Thursday, April 7, 2016
Television Review: Baskets Season 1 (FX)
I watched these first ten episodes of "Baskets" over the course of two days. The first time- in the late afternoon- I watched the first two episodes and then later on that night the next three. The following night I watched the final five. There is just something addictive about this show. I put it on, knowing that it's roughly 21 minutes per episode, but it is seemingly over before I know it and I'm onto the next one before I even know what time it is.
I'm not sure what it is that I like the most about "Baskets". Is it that the main character- Chip Baskets- not only wants to be a clown but went to France to study as such? Is it that Chip Baskets has a twin brother named Dale or that their mom is played by Louie Anderson. On top of that, Chip has an insurance agent who seemingly becomes his friend throughout the show, driving him to the rodeo where he acts as a rodeo clown, but Chip always gets upset with her for the strangest reasons. (Such as telling her to stop shouting when she's talking at a quieter than normal tone)
On top of that, Chip has a wife who came from France to California with him and told him it was a green card marriage but he is still trying to make it work. Even after his mother has her sent back to France, Chip still thinks he can somehow make it work. That and there are more than a few references to Arby's in this show- which I also keep seeing commercials for on Hulu, so I gave in and went there for which I blame this show.
Even though I feel like someone on Facebook, possibly Derek Rogers, turned me onto this show I just can't stop watching it and despite my having just finished these ten episodes and my having other shows to watch I am going to go back and watch them again to see what little bits I might have missed the first time around. My best way to describe this show is simply to tell you to take a good, long, hard look at yourself in the mirror. Think to yourself "This is the worst that it can get. Years from now, I'll look back and say, 'When things were worse back then' and the such"
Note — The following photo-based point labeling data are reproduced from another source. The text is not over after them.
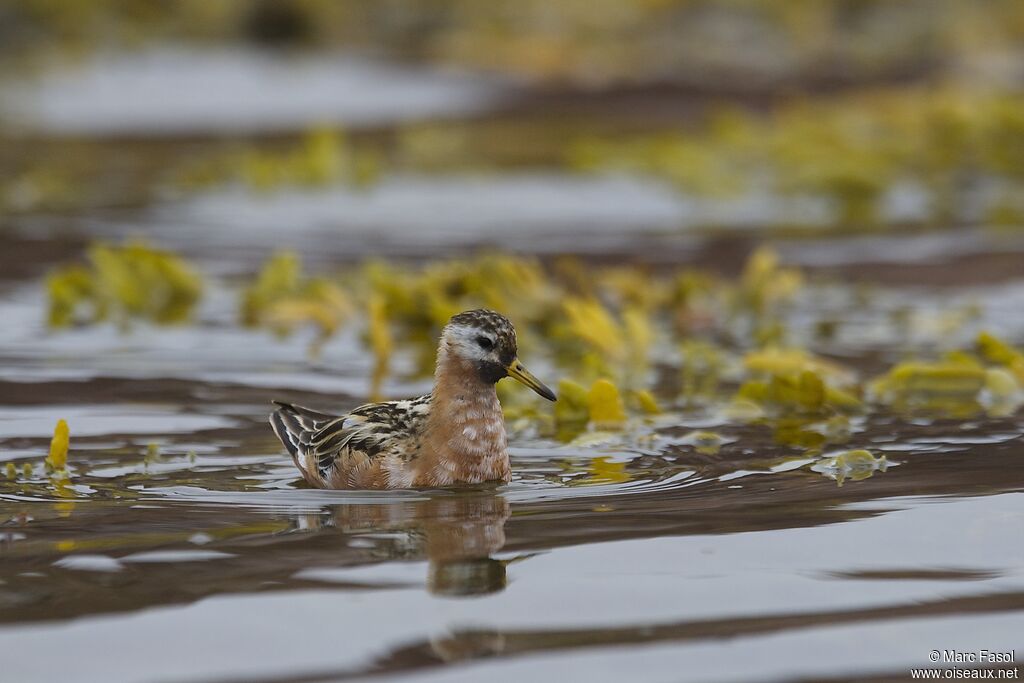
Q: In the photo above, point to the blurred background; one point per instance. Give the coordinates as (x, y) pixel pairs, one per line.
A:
(770, 252)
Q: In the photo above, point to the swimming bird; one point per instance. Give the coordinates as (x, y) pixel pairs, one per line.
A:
(455, 434)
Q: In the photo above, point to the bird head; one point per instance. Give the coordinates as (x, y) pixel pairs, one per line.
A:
(486, 340)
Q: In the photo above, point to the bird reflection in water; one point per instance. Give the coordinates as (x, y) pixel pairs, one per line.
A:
(456, 532)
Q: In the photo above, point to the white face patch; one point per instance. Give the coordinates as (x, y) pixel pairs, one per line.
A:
(465, 342)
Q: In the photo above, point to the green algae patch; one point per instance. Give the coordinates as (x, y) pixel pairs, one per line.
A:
(282, 299)
(131, 282)
(851, 465)
(56, 461)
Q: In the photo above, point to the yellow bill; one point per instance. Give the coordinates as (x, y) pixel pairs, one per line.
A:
(518, 372)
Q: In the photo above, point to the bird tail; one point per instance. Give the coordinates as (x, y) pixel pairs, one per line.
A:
(296, 426)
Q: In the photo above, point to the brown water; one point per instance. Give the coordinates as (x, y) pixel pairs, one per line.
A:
(184, 548)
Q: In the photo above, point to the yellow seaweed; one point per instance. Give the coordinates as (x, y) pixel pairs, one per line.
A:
(129, 282)
(57, 458)
(605, 406)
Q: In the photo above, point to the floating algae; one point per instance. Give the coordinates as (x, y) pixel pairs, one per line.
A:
(854, 465)
(124, 283)
(56, 461)
(381, 344)
(605, 406)
(282, 300)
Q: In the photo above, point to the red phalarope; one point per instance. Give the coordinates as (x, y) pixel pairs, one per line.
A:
(455, 434)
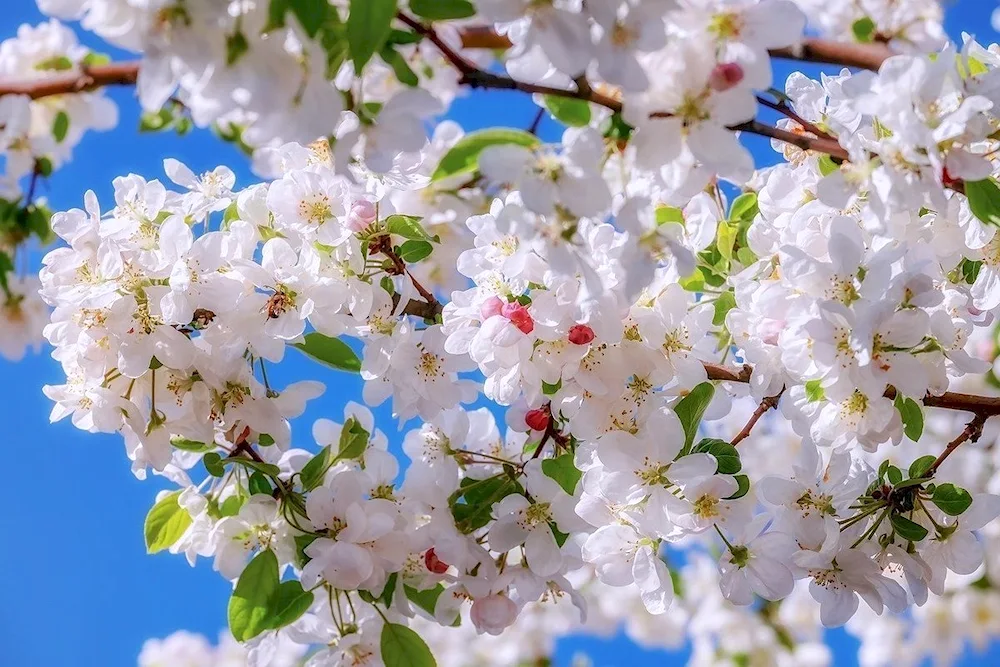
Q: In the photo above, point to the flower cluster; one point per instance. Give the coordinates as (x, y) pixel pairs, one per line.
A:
(631, 317)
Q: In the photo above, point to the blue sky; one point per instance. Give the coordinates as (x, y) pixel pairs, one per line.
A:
(76, 586)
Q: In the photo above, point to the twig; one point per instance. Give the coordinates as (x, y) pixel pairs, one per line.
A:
(765, 405)
(972, 432)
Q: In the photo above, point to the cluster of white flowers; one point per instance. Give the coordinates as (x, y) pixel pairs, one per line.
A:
(635, 317)
(36, 137)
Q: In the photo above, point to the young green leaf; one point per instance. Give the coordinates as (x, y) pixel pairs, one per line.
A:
(951, 499)
(249, 613)
(568, 111)
(563, 470)
(463, 157)
(908, 530)
(442, 10)
(984, 199)
(402, 647)
(165, 523)
(333, 352)
(368, 27)
(913, 417)
(690, 410)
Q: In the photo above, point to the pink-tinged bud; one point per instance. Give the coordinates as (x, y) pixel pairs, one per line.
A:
(725, 76)
(518, 316)
(580, 334)
(433, 563)
(492, 306)
(362, 214)
(537, 420)
(493, 614)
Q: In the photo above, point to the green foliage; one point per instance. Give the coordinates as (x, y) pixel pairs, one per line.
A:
(463, 157)
(165, 523)
(690, 410)
(402, 647)
(368, 26)
(564, 471)
(333, 352)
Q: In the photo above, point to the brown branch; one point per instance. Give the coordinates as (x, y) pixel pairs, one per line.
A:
(90, 78)
(973, 430)
(765, 405)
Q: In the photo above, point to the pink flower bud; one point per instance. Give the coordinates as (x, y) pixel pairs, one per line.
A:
(537, 420)
(492, 306)
(518, 316)
(580, 334)
(725, 76)
(362, 214)
(493, 614)
(433, 563)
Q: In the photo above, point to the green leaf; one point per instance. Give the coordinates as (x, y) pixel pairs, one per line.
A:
(863, 29)
(463, 157)
(399, 66)
(333, 352)
(409, 227)
(352, 445)
(426, 599)
(60, 126)
(920, 467)
(568, 111)
(690, 410)
(55, 64)
(368, 27)
(402, 647)
(213, 464)
(665, 214)
(563, 470)
(310, 13)
(744, 487)
(413, 251)
(249, 614)
(908, 530)
(191, 445)
(815, 391)
(984, 199)
(827, 166)
(95, 59)
(913, 417)
(287, 604)
(259, 483)
(442, 10)
(236, 46)
(165, 523)
(744, 207)
(725, 239)
(723, 304)
(725, 455)
(951, 499)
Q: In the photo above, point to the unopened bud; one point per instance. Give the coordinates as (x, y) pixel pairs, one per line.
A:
(725, 76)
(537, 420)
(492, 306)
(518, 316)
(362, 214)
(433, 563)
(580, 334)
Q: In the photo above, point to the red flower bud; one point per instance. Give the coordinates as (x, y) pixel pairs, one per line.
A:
(433, 563)
(580, 334)
(725, 76)
(537, 420)
(492, 306)
(518, 316)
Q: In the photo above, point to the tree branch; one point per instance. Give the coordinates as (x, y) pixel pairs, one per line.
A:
(90, 78)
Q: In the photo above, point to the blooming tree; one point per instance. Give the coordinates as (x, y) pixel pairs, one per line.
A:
(739, 404)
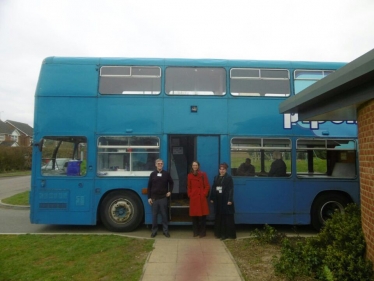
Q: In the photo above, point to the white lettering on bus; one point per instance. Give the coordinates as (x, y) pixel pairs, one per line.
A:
(292, 119)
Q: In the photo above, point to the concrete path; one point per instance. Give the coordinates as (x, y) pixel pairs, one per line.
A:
(196, 259)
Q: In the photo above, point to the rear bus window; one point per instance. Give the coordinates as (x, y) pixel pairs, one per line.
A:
(270, 157)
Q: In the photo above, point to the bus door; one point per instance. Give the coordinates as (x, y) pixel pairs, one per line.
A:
(183, 149)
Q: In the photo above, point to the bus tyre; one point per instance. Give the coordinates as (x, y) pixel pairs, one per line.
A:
(324, 207)
(121, 211)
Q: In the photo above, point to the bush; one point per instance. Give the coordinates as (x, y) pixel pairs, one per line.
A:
(337, 253)
(269, 235)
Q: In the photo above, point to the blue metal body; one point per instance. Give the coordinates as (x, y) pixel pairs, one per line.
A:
(67, 102)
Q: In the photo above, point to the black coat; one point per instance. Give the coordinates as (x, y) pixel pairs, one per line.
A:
(220, 199)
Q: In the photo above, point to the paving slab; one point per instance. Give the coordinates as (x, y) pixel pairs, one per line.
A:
(199, 259)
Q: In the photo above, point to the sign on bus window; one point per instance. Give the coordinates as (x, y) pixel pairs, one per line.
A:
(127, 156)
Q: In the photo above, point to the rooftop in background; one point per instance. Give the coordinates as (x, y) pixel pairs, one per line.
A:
(337, 96)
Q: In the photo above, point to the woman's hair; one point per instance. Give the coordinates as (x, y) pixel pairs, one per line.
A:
(277, 155)
(224, 165)
(198, 167)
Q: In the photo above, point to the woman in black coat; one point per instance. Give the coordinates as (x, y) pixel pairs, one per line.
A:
(222, 196)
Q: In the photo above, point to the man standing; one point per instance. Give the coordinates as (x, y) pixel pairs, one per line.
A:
(160, 186)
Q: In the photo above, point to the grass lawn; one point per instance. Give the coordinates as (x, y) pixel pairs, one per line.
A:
(72, 257)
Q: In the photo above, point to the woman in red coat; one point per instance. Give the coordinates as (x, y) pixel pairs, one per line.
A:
(198, 191)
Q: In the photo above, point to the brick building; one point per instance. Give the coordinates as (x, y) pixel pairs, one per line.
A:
(347, 94)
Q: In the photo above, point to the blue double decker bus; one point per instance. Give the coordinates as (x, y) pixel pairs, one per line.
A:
(100, 124)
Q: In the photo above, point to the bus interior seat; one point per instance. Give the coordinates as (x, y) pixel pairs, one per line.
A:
(344, 170)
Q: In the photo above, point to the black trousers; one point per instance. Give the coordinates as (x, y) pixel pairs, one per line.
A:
(199, 225)
(160, 206)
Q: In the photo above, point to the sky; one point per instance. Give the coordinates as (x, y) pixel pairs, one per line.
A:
(318, 30)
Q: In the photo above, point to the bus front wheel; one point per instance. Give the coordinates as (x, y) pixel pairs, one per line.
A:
(325, 206)
(121, 211)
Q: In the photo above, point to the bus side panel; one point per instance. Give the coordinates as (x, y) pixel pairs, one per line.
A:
(248, 118)
(307, 190)
(119, 115)
(263, 200)
(53, 119)
(209, 119)
(67, 80)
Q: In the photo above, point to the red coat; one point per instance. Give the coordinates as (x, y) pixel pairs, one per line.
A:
(198, 191)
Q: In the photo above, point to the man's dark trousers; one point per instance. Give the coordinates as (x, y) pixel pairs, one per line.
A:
(160, 206)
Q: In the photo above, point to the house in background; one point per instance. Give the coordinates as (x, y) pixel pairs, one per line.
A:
(13, 134)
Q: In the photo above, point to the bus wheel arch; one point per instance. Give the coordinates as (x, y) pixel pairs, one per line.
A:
(325, 204)
(121, 210)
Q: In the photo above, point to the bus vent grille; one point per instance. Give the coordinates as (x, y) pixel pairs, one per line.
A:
(52, 205)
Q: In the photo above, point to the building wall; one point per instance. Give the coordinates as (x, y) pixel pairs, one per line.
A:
(366, 144)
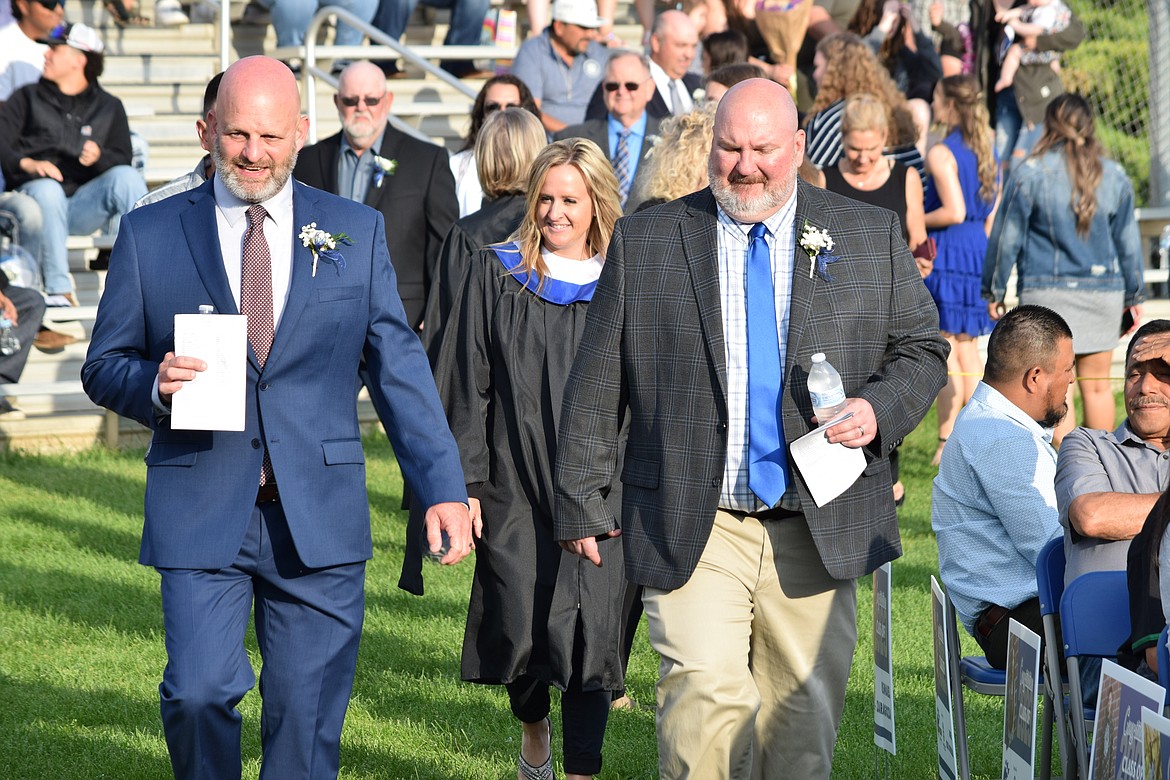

But the truth is no matter how often you think that, things are only going to get slightly better before they get worse again. "Baskets" shows you that, but it also shows you with some dark sense of humor. What's that saying about there being no difference between a comedy and a tragedy, that it's only a matter of timing? This show is the epitome of all that is funny and how funny television should be right now. Consider me hooked.